We've heard multiple people ask, "do baseball players wear cups?"
Here's the short answer: some do and some don't.
(Check out our detailed post showcasing the best cups for catchers.)
Rules about protective cups can vary by league. We'll tell you about the biggest, highest visibility league out there, Major League Baseball (MLB).
The MLB does not require its players to wear cups.
Accordingly, there is a lot of evidence out there that some pro ballplayers do not wear them.
For example, an article from back in 2009 found that, generally speaking, MLB catchers wore cups, most (but not all) infielders wore them, and most outfielders did not wear cups.
Examples of MLB Players Not Wearing a Cup
There have also been a number of high profile incidents of professional ballplayers getting hit between the legs, and it was painfully obvious they weren't wearing a cup.
A good example of this was Jordany Valdespin in 2013. The former New York Met was facing flamethrower Justin Verlander when he squared to bunt and instead took a fastball in the mid 90s to his groin. He wasn't wearing a cup.

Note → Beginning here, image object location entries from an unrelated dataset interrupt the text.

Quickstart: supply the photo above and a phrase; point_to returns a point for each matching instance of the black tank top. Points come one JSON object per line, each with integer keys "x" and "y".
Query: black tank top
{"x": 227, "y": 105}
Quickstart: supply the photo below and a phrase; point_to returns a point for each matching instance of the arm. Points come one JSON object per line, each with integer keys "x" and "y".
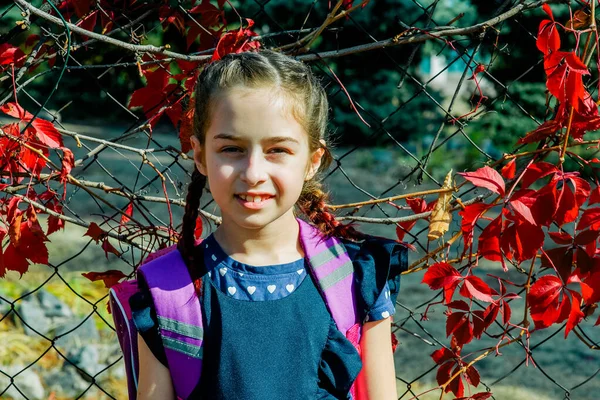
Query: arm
{"x": 377, "y": 378}
{"x": 154, "y": 379}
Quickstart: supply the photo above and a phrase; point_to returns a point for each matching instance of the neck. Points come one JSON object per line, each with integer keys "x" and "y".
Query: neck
{"x": 275, "y": 243}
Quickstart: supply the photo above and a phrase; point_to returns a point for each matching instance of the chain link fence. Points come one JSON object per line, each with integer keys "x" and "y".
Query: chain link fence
{"x": 447, "y": 85}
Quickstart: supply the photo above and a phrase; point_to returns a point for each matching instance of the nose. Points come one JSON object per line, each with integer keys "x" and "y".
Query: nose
{"x": 254, "y": 170}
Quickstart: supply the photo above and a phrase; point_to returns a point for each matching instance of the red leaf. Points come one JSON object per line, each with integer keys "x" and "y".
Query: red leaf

His manager, Terry Collins, said after the game about Valdespin "you would think… you would be smart enough to wear a cup."
Another notable incident came in a 2009 game when future Hall of Famer Adrian Beltre took a hard ground ball between the legs. He had massive testicular swelling and bleeding after the game, and many feared it would end his season (ultimately, it did not).

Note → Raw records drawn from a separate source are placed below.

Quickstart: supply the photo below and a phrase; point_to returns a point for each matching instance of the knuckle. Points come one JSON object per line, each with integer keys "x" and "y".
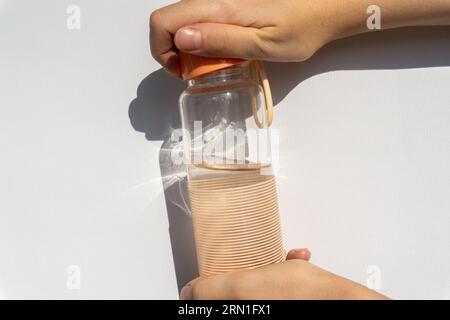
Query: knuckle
{"x": 224, "y": 8}
{"x": 155, "y": 18}
{"x": 217, "y": 42}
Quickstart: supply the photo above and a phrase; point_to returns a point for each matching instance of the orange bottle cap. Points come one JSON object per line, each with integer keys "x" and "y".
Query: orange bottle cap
{"x": 194, "y": 66}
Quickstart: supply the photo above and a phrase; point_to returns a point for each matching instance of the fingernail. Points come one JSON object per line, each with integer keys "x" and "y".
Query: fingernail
{"x": 186, "y": 292}
{"x": 189, "y": 39}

Getting hit in the groin without wearing an athletic cup can mean taking an impact equivalent to up to 2,400 pounds of force, which can cause severe testicular injuries such as testicular contusions.
So, it's pretty clear that wearing a cup is the smart thing to do from a safety standpoint.
What Influences the Decision to Wear or Not Wear a Cup?
Still, for those MLB players that choose not to wear a cup, why have they made that decision?
Well, there are two main reasons: comfort and performance.
Some ballplayers that don't wear a cup choose to do so because they feel that cups are uncomfortable. That was the reason Adrian Beltre gave.
A few years after the incident in 2009, Beltre said about cups “I never liked [them]. Even when I first signed with the Dodgers... they tried to force me [to wear one], I couldn't do it. I can't. Its uncomfortable.”
And some pro players don't wear them because they feel they can't move as quickly, flexibly, or as nimbly as they otherwise could without a cup. Noted speedster Carl Crawford falls into this camp.
After getting nailed in the groin during a game against the Baltimore Orioles in 2010, Crawford said afterwards “I do too many moves to wear a cup. … I’m still not going to wear a cup.”
In the end, perhaps the wise thing for most ballplayers to do is to find a comfortable, flexible cup that won't negatively impact your play. That way you can strike a balance and get the best of both worlds - safety and high performance.
Let us be clear though. If you are playing behind the plate, you should be wearing a cup. The risk of injury is simply too high to play without one. Catchers need cups!